Enquanto lançava as bases teóricas deste artigo, nos lodaçais da empiria, com o firme intuito de ancorar estas mal traçadas linhas em algo que seja mais do que apenas um ensaio em terreno infértil, deparei-me com a ambiguidade do fazer historiográfico. Seria necessário muito mais coragem, e talvez uma megalomania não disfarçada, para acusar ausência de propósito nas coisas da vida, ultimo refugio daqueles cuja existência recorrentemente nega as benesses do sucesso. Há uma dimensão pedagógica na dor, lúdica no esforço e mesmo o mais leniente dos hábitos, a indolência é inegavelmente criativa, mesmo que em artifícios para permanecer tal qual estava antes.
Seria imprudência, entretanto, dizer que todas as experiencias sejam iguais, um misto de alegria e sofrimento, pois entre elas se estende uma inegável divisória, o prazer e o desprazer.
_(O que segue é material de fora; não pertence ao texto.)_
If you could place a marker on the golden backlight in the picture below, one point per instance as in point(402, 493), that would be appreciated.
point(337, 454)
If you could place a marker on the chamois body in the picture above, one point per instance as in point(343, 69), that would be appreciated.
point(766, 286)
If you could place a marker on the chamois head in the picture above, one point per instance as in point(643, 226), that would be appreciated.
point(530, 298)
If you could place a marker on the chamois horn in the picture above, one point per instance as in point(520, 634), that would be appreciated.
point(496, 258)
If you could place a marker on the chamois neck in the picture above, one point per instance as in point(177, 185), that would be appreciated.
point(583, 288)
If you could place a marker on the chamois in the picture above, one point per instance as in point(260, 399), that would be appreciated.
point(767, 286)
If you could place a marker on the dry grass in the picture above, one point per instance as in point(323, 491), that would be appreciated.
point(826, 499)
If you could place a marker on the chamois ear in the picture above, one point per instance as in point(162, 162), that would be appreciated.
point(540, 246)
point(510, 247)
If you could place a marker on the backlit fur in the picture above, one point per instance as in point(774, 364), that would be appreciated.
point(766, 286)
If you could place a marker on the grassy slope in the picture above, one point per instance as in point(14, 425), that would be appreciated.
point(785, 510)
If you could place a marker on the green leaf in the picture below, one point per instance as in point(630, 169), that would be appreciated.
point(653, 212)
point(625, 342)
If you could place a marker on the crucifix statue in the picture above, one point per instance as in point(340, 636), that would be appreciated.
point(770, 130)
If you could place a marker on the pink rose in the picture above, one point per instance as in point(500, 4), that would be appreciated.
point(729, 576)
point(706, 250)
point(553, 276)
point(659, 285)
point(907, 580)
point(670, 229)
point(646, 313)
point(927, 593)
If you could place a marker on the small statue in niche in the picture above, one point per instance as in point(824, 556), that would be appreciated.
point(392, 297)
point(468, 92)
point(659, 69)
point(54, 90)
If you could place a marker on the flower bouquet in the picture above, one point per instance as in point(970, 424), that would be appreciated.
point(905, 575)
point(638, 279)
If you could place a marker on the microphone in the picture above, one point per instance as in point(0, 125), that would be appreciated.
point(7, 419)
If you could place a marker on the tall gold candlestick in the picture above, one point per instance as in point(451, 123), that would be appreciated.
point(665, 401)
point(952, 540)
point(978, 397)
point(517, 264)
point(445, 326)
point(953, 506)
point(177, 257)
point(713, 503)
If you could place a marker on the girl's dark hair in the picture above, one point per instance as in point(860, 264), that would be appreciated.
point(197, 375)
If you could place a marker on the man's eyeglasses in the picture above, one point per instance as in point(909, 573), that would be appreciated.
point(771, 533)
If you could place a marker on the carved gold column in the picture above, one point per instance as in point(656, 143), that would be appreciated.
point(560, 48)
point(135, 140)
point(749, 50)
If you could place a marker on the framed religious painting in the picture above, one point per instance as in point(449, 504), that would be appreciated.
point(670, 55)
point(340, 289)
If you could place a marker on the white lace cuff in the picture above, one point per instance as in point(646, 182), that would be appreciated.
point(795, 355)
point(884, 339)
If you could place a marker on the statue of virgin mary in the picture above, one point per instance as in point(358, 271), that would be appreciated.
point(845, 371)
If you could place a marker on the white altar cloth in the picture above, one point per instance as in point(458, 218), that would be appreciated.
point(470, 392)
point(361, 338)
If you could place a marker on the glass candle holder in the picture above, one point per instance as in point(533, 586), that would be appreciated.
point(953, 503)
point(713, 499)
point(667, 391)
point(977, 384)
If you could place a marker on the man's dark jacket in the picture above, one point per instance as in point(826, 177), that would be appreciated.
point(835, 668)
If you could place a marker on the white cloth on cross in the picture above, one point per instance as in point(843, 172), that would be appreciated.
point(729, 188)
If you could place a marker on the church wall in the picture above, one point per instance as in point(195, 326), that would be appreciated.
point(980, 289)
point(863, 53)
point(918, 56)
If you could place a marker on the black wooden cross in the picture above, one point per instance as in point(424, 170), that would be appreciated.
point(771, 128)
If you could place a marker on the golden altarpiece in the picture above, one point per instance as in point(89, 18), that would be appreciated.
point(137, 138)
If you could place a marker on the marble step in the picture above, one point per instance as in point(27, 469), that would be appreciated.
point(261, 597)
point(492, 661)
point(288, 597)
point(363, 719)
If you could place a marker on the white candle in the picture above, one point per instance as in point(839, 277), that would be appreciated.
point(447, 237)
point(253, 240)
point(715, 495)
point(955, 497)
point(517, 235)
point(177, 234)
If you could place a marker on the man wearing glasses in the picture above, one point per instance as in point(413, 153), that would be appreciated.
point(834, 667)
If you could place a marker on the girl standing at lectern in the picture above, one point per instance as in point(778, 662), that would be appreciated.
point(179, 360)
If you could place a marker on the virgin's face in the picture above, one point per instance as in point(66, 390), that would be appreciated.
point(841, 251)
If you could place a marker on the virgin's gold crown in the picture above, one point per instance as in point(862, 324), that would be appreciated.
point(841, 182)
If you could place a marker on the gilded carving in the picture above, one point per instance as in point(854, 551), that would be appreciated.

É sempre preferível sentir-se bem, mesmo perdendo, e ganhar mesmo com as chances contra você. Por tanto, se o bom e o mal são difusos, ou mesmo inseparáveis, não cabe discutir aqui, pois acusado de pesquisar o lixo cultural, eu possuo a licença máxima, e nela está escrito “daqui eu retiro prazer, e deste, o significado de meu ser, aqui reside o sentido da individualidade, moderno até seu ultimo fio de cabelo e contemporâneo sempre que suscita nos homens algum prazer ou desprazer”.
Mas se não é mais necessário me desculpar ou adentrar a porta traseira da universidade, por estudar este tema tão controverso, não quer dizer que possa tratá-lo de qualquer forma, ou mesmo submetê-lo a minha paixão, reduzindo o que seria profícuo a mero elogio, que no mínimo impertinente, mas provavelmente cego, dos méritos, se verdadeiros e dos defeitos se aparentes. A legitimidade do objeto de estudo, flerta constantemente com a autoridade do pesquisador, não aquela proveniente de um suposto saber exclusivo, mas sim a que advêm da seriedade da pesquisa, honesta em seus resultados e severa em seu método.
Então, mesmo que todo conhecimento produzido seja precário, as longas e extenuantes noites passadas em claro, serão válidas, se não para a uma fama, imprópria do saber militante, para a expansão do campo e sedimentação das montanhas nas quais virão a se apoiar aqueles que como você fizeram a escolha de olhar mais longe e tratar do banal como elemento fundante de uma sensibilidade própria de nosso tempo, expressão irmã do que há de melhor e pior nas coisas pensadas pelos homens.
Aqui faço minha ultima peça de resistência, armado com uma pena afiada como a língua dos sofistas, mas escudado com o peso de um século de estudos culturais, movido pelo objetivo real de uma história total, onde o pequeno não seja consumido por agigantados sistemas de crenças disfarçados de teorias. E que mesmo no mediterrâneo ou atlântico possamos ver os rostos, daqueles que os cruzaram e ali viveram, homens e mulheres, livres, escravos ou libertos, suscitados em sua individualidade e nutridos no seio de um pensamento, em que o comum represente vivência e a experiência seja cumulativa.